South Africa’s National Treasury has confirmed a malware intrusion on its Infrastructure Reporting Model (IRM) website, the government’s central system for tracking infrastructure projects.
The attack, discovered on Tuesday, prompted immediate action to isolate the compromised servers and assess the extent of the damage.
The IRM platform is a critical government tool used nationwide to monitor and track infrastructure projects.
The department announced the breach in a statement on Wednesday, noting it is working with Microsoft to investigate potential vulnerabilities.
This move comes amid global concerns following recent cyberattacks targeting Microsoft platforms in the United States.
IRM website compromised amid global Microsoft security breach
The IRM platform is a key online tool for monitoring infrastructure development nationwide. National Treasury acted swiftly by isolating the affected servers to prevent further spread and to protect the integrity of its broader Information and Communication Technology (ICT) systems.
“Considering recent media reports since Sunday regarding security incidents affecting Microsoft platforms in the United States, National Treasury has requested Microsoft’s assistance,” the department said.
The attack coincides with a wave of international cyber-espionage campaigns exploiting vulnerabilities in Microsoft server software—raising concerns about the ripple effect on public systems globally, including in South Africa.

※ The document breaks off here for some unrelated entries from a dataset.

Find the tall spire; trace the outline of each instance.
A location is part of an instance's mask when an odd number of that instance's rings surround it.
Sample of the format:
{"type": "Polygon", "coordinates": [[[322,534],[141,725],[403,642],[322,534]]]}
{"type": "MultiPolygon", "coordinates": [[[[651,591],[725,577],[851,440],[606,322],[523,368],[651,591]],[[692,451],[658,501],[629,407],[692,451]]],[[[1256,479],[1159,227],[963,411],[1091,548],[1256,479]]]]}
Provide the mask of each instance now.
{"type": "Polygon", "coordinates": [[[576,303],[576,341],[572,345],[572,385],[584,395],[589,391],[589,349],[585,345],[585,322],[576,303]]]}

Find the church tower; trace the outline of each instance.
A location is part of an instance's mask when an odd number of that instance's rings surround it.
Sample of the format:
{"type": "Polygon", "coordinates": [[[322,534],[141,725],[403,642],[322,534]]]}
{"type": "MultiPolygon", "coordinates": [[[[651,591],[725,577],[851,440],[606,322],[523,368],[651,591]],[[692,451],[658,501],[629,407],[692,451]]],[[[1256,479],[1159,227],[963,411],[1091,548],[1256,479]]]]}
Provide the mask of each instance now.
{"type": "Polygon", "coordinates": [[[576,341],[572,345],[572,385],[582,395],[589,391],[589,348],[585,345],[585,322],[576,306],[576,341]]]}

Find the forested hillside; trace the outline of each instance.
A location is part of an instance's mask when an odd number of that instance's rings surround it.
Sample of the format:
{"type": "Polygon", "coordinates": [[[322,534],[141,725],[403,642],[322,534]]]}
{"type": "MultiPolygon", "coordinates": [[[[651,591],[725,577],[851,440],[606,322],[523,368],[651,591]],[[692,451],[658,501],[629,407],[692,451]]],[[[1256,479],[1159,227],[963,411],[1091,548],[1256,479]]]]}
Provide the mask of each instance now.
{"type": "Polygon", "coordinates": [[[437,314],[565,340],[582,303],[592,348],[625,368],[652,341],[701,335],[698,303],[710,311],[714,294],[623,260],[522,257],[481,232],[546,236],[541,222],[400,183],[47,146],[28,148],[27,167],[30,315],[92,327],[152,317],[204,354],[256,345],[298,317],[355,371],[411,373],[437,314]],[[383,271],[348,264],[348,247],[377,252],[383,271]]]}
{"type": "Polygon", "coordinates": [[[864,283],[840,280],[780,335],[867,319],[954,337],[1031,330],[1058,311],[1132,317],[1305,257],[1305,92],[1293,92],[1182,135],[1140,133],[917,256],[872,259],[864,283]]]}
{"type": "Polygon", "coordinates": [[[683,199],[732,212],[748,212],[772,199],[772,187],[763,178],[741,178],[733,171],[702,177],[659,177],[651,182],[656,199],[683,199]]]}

Despite the breach, Treasury assured the public that all other systems and websites function normally. No service disruptions have been reported so far.
Cybersecurity measures in place as threat landscape grows
National Treasury’s ICT team is central in defending government digital assets from cyber threats. On average, the department processes over 200,000 emails daily and manages over 400,000 user connections to its platforms.
Its cybersecurity systems detect and block around 5,800 threats, including phishing emails, malware attacks, and spam, every day, highlighting the persistent attempts to compromise government data.
“The department remains committed to safeguarding its digital environment through proactive threat detection and response protocols,” Treasury said.
These preventative measures are increasingly critical as cyberattacks on state institutions continue to rise globally.
The incident is a stark reminder of how even secure platforms can be vulnerable, especially when widely used software like Microsoft’s is under attack.
Microsoft collaboration signals ongoing digital risk management
By bringing Microsoft on board, the National Treasury is taking steps to patch potential weaknesses in its systems and strengthen defences against future threats.
This partnership is particularly relevant given that Microsoft’s infrastructure has been at the centre of recent high-profile breaches.
While investigations are still underway, the department’s rapid containment of the threat and transparency around the incident are encouraging signs of a maturing public-sector cybersecurity strategy.
As digital transformation accelerates across South Africa, the need for robust cyber resilience has never been clearer.
The malware incident on the IRM website underscores the vulnerability of critical systems and highlights the urgency of continuous vigilance, collaboration, and investment in national cybersecurity infrastructure.